I will discuss the use of SMARTS for compound selection in more detail in connection with design of screening libraries so think of this as a taster. I've also tried to keep things simple by assuming that hydrogen atoms are implicit which means that they are treated as a property of the atoms to which they are bonded rather than as atoms in their own right.

1 comment:

Dan Erlanson said...

This is an interesting observation, and it got me wondering as to its generality. The one other “fragment to clinic” featured on Practical Fragments (besides AT7519 and AT9283) started with a fragment that had two sites of substitution off an indole core, but this trifecta is a small data set, so I dug up my 2006 Current Opinion in Biotechnology review and was somewhat shocked at the results: of the 40+ fragments listed, only a single one lacked acyclic substituents! A more recent review from Astex in J. Med. Chem. (Congreve et al., 2008, 3661) gave similar results: of the roughly 30 fragments highlighted, only one of them lacked any acyclic substituents.

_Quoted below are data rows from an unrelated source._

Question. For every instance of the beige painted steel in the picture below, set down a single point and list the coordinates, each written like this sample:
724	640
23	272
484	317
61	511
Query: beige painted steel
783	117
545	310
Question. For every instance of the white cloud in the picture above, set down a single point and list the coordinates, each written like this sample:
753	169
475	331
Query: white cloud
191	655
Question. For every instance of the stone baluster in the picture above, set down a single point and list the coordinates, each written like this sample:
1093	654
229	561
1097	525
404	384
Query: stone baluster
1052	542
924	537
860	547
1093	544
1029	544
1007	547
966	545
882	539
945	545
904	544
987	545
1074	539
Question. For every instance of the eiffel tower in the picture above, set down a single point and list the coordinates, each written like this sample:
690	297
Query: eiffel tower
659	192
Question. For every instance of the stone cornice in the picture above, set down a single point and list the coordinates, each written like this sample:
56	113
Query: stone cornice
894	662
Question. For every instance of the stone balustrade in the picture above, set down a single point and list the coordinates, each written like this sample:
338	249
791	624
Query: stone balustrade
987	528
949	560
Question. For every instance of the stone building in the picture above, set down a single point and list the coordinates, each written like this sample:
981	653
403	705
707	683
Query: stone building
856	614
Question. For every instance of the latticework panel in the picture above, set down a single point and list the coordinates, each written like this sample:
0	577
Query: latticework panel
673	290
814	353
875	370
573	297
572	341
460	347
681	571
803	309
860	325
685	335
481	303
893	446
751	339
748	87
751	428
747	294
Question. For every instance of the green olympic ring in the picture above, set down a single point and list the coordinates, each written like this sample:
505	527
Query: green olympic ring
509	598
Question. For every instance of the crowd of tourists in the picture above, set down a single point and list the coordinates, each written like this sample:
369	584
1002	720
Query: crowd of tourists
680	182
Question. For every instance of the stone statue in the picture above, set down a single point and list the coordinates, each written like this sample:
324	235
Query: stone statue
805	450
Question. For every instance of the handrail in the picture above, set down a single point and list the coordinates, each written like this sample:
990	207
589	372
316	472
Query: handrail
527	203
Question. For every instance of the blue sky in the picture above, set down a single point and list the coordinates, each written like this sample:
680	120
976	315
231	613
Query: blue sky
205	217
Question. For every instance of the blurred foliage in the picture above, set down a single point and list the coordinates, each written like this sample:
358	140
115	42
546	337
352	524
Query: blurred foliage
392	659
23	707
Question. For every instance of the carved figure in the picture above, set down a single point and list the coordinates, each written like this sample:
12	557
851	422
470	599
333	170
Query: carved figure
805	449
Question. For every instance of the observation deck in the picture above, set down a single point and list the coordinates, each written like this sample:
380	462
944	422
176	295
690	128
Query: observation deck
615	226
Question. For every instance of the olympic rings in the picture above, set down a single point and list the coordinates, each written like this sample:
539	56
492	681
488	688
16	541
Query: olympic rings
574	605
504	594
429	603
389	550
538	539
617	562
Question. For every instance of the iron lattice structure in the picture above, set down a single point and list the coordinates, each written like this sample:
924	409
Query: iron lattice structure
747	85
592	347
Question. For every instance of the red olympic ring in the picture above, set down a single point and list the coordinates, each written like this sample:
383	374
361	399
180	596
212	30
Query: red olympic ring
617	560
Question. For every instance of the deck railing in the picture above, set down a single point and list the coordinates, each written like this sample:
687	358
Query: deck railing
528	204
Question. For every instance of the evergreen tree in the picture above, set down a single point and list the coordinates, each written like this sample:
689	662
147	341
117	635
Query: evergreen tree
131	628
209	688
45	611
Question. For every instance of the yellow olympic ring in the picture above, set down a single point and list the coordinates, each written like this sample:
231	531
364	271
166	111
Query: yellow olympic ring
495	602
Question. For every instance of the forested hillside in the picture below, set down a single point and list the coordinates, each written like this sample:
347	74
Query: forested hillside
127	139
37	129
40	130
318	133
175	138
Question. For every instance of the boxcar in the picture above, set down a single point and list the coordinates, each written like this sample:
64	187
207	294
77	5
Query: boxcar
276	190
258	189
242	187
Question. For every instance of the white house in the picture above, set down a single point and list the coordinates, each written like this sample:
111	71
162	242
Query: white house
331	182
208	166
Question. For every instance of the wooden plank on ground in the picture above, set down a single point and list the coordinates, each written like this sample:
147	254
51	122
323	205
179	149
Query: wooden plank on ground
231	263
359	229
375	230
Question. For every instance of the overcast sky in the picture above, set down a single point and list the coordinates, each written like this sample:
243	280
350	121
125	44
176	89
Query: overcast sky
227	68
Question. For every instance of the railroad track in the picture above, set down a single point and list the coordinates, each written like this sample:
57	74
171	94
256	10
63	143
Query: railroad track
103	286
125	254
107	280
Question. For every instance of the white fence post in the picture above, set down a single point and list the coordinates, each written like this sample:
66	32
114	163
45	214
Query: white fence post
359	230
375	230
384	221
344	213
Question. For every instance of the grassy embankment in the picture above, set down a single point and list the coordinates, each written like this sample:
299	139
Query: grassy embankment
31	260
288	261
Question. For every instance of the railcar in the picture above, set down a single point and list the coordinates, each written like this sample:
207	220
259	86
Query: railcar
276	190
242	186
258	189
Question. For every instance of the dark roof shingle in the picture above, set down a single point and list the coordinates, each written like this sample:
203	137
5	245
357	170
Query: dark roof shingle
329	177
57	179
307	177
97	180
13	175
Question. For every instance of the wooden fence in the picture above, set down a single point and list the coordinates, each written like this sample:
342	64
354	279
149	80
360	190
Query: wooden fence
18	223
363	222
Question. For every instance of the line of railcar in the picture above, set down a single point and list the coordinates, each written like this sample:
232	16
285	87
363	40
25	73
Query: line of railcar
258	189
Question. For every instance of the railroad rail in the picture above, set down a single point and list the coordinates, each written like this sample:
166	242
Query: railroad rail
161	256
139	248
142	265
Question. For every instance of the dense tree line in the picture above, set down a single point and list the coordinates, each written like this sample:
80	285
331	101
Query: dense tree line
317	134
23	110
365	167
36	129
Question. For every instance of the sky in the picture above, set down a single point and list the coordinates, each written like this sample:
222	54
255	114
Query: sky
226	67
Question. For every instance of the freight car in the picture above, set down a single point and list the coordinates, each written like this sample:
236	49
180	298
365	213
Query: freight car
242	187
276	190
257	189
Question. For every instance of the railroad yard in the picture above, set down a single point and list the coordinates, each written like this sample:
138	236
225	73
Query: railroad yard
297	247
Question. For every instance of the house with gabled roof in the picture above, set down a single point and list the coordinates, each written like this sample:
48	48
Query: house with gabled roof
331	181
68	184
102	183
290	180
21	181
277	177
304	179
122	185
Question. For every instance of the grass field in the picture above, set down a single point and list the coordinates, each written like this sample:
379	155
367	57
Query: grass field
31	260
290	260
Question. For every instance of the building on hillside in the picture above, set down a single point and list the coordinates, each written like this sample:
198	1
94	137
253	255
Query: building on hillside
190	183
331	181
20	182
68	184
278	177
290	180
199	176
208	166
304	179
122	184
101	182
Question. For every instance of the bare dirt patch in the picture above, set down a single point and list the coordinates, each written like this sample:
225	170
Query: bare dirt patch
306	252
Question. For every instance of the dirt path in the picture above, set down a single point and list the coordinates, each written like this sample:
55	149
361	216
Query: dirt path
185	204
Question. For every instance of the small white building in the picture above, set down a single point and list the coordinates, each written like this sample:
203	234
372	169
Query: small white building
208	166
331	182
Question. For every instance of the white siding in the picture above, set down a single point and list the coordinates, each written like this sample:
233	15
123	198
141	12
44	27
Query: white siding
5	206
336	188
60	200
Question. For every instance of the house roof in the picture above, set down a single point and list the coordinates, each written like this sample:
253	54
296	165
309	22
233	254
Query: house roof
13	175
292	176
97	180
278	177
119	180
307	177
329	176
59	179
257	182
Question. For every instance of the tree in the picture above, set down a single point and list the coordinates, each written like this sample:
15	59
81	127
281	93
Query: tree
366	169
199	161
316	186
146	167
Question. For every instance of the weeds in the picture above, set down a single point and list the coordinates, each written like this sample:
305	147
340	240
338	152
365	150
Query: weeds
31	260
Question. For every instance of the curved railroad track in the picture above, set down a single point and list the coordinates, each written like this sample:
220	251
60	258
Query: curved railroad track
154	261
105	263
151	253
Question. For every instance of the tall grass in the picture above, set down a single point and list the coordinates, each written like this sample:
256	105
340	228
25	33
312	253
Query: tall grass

I’m not sure what this means, but I suspect it has to do with the reluctance of many chemists to pursue fragments that are viewed as too simple, as discussed in earlier posts. Since both reviews rely on published accounts of fragments that were, in most cases, advanced to more potent compounds, fragments with equally attractive ligand efficiency but lower complexity that were not pursued due to a dislike of unsubstituted starting points would have been unfairly excluded.

What we don’t know is how often unsubstituted fragments show up as hits relative to their abundance in fragment libraries. Unfortunately this information is not publicly available, but I bet many companies have enough proprietary data to answer this question. Any volunteers?